“Then,” said Mr. Booth, “Kellar performed some miracles that surpassed all of those that had gone before. I asked him how he did them. ‘Mr. Booth,’ he said, ‘I could show you with ease, but these are professional secrets and my own personal property, the explanations of which I must divulge to none!’ On reflection, I decided that my former belief in such matters was harmful to my mind and I gave it up.”
I can understand, if I had the will power, giving up any physical habit which I might feel was doing my body harm, but to have a mental disease, realize it, and cure it, is to me almost inconceivable.
Booth was seemingly of a serene nature, but he was introspective, and underneath that outward calm must have been a deep passion and sense of his own being. He told me that he never stepped upon the stage for a first night that his knees did not knock together horribly, but once before the footlights, he forgot himself entirely. His sense of humor was deep, and although he was always the quiet one of the group, he was probably the most appreciative of a funny story or a witty remark. Even when he lay in bed with his last illness his thoughts were upon these things, for he was much disturbed because he could not remember the point of a clever story he had heard.
For quite a while he had been failing. His legs had been giving out, so that he used the little trunk elevator to go up to his room; then he slowly grew feebler and feebler.

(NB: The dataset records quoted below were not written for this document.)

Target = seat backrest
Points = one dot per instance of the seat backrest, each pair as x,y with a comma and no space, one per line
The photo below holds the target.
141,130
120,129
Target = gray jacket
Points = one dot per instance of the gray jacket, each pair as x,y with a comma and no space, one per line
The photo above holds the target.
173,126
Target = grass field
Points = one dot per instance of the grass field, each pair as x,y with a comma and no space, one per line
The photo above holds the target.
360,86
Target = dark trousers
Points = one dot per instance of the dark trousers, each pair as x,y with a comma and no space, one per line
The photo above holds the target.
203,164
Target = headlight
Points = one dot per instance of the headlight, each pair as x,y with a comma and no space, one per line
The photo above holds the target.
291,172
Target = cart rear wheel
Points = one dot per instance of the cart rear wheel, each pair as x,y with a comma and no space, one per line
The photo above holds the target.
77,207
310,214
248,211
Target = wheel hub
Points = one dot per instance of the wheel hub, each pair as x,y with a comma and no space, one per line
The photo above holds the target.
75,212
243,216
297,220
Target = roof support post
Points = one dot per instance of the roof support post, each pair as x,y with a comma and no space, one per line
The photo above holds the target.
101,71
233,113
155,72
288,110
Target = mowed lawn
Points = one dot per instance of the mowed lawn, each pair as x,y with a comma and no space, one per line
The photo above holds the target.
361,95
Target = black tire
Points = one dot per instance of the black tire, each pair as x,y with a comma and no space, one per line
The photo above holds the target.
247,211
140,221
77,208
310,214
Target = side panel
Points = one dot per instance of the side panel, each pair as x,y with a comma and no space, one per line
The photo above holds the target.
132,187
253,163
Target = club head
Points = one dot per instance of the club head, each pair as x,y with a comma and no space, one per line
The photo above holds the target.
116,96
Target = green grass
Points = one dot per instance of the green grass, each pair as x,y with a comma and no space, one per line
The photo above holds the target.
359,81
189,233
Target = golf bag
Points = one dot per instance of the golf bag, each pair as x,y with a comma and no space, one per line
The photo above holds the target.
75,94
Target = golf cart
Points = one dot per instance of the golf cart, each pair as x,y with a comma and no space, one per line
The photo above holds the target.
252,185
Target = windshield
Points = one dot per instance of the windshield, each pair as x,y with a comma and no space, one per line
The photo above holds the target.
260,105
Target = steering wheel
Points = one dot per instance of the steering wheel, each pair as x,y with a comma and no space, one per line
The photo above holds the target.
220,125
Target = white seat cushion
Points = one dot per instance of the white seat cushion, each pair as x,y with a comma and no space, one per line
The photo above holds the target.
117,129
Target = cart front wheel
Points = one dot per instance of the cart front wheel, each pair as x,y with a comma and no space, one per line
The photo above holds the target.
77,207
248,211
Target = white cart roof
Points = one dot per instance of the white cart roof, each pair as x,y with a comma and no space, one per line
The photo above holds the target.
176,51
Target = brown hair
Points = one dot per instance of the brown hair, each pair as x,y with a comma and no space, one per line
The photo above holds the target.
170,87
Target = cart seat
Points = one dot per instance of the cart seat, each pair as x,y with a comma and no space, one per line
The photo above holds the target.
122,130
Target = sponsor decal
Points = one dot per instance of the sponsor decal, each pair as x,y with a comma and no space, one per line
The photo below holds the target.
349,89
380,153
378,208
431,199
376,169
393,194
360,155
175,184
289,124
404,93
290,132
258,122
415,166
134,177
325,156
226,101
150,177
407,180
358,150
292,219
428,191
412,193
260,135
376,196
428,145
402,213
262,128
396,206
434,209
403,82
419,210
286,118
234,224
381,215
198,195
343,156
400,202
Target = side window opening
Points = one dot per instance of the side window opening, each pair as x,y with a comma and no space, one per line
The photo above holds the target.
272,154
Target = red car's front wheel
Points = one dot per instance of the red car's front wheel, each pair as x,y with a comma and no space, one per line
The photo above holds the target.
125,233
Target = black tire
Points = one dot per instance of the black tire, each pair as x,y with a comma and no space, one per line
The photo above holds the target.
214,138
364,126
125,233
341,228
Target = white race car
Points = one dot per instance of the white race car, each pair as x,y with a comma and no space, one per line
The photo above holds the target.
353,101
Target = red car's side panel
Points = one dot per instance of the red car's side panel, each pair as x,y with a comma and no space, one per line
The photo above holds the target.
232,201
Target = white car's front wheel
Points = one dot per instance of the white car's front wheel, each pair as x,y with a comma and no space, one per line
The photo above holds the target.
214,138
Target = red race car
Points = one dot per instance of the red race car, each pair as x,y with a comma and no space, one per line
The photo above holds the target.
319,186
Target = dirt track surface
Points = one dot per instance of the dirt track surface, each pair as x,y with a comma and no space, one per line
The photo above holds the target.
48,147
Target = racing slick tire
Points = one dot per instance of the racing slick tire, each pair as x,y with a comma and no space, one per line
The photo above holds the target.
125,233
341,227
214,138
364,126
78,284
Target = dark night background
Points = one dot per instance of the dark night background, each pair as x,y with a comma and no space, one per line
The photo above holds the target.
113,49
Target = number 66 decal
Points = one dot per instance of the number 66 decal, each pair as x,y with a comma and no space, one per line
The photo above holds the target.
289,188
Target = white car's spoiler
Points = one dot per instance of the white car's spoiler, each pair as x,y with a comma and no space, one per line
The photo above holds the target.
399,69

I don’t doubt he suffered, but he never let us know it, and his death was merely a gentle going away. I remember the doctor coming downstairs and saying that he had just closed the eyes of a man more than seventy years old. Mr. Booth had crowded into fifty-nine years of life the experiences of an old man.
The Players is changed to-day. Of course, all old things must give way to new; but there is a certain fine sentiment that remains. Perhaps the young man does not appreciate the ideas upon which the club was founded and the traditions which have kept it together, but something of the old spirit is bound to be communicated to him on Pipe Nights or Founders’ Night, or on those occasions when old Joe Holland is brought up in his big armchair. Then all gather around, a fire blazes in the great fireplace, Mr. Booth’s eyes gaze down serenely from the wall above, and each one vies with his neighbor in handing a drink or a smoke to Joe, or telling him the latest story. Then will come in some wit or jester of the gang, and jokes will be told that are as old as the hills, but ever new. There is always a visitor or recent member to be delighted at the old gag when Harry Dixey goes up to Joe and says:
“Lend me five dollars, Joe.”
“Go around to my good ear, Harry.”
With great ceremony, Harry will walk around.
“Lend me ten dollars, Joe.”
“Go back to my five-dollar ear, Harry.”